STA, 16 January 2020 - Slovenia remains an attractive destination for Austrian investors, shows this year's survey of the representation of the Austrian economy in Slovenia, Advantage Austria Ljubljana, but its director Peter Hasslacher notes that the main problems have persisted for years, and that it is high time for "concrete measures and reforms".
The survey, carried out in cooperation with the Ljubljana Faculty of Economics at the end of last year, shows that 75% of Austrian entrepreneurs in Slovenia believe that the country will also be attractive for new investments this year.
"The result is good, but it is average in comparison with their assessment from a year ago.

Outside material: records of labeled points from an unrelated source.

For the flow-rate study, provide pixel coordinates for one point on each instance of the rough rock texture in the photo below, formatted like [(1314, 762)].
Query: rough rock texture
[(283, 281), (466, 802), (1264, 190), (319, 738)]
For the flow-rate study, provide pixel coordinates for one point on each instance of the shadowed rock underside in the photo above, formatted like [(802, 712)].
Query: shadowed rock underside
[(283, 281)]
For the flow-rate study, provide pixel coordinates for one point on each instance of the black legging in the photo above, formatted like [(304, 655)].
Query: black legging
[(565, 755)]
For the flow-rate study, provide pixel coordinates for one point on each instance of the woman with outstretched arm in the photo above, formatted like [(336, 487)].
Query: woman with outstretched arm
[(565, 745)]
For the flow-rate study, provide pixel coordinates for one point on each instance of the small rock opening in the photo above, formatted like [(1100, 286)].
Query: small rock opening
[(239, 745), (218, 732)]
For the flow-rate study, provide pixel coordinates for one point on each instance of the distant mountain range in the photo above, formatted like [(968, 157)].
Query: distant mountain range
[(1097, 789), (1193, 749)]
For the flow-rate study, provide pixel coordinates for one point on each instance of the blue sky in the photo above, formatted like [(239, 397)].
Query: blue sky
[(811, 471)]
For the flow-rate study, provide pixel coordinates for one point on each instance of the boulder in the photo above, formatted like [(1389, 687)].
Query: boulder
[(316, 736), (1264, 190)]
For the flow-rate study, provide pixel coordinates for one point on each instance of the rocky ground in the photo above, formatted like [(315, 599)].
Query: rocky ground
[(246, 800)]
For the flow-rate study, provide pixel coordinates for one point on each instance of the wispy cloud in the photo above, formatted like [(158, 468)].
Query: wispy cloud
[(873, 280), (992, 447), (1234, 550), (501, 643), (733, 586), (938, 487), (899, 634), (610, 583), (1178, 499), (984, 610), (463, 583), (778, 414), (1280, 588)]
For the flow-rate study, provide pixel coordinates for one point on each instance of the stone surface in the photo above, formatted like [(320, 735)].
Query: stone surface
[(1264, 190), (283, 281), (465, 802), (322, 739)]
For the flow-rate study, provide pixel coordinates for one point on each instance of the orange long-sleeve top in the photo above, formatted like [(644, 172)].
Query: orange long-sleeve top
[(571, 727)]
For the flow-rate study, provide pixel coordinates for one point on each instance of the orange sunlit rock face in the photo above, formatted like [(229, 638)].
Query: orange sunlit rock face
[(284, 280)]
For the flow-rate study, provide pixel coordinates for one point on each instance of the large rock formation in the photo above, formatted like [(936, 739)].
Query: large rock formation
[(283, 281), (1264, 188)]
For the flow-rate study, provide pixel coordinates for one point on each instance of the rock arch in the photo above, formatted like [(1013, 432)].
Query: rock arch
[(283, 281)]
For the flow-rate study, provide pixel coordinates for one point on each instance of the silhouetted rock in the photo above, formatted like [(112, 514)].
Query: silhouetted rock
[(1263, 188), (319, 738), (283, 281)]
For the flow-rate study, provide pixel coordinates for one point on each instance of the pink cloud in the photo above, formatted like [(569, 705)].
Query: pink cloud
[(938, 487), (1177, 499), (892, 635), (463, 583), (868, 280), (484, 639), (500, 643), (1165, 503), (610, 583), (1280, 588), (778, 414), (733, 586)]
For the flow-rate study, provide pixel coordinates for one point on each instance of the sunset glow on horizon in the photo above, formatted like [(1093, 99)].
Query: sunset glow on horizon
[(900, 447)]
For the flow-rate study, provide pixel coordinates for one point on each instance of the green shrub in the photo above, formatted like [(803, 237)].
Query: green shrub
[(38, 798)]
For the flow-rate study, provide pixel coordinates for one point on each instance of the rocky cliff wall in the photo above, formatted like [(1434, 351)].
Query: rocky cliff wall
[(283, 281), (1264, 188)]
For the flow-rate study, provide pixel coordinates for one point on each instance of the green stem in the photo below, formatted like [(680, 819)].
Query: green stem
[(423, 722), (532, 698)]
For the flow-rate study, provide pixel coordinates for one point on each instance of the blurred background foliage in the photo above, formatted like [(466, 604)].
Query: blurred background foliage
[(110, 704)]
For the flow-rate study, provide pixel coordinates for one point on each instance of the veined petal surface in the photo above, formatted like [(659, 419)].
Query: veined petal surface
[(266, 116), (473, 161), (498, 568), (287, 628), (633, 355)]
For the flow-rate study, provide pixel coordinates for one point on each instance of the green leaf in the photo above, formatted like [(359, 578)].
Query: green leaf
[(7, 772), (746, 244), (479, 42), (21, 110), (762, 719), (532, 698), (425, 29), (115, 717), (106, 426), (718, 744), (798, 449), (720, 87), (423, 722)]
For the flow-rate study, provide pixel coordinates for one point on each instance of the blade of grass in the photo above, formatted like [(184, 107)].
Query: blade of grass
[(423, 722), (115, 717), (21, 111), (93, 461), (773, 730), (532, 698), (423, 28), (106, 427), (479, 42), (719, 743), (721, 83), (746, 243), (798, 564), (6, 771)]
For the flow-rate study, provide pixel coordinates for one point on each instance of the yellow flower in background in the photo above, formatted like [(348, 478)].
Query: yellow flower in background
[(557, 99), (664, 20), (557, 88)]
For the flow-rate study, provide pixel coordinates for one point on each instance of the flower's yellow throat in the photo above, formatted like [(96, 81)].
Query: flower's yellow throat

In 2018, this was the opinion of 91% of the respondents, a record-high number," Hasslacher told the press in Ljubljana on Thursday.
He added that Slovenia was attractive for Austrian investments due to its geographical position, in particular the maritime port of Koper, skilled workforce, access to south-east European markets and safety.
But according to Hasslacher, the annual survey shows that the sentiment of Austrian companies in Slovenia has deteriorated somewhat and that they are growing pessimistic.
On the one hand, Austrian companies in Slovenia are very satisfied with the quality, level of education and motivation of workforce, with access to public contracts and the tax system in the broadest sense.
"Tax burden on companies, public administration, inflexible labour legislation, default on payment and low availability of workforce meanwhile remain the critical points of the investment environment," he added.
For this reason, Hasslacher believes the Slovenian government should take measures as soon as possible and facilitate permit issuing procedures, reduce administrative barriers and enable more openness and transparency.
It should also reduce the tax burden, especially when it comes to rewarding performance, provide greater flexibility of the labour market and invest more effort in preventing corruption, he added.
The shortage of skilled workforce is an increasing problem which was detected by 63% of the respondents, up 16 percentage points compared to 2018. Around 64% of the respondents said they were looking for workers with secondary education.
Advantage Austria Ljubljana sees a solution in dual vocational education, in a combination of theoretical education and practical training or traineeship in companies.
With around EUR 3.6 billion in investments, Austria is the largest foreign investor in Slovenia, with around 1,000 Austrian subsidiaries in Slovenia employing some 20,000 people.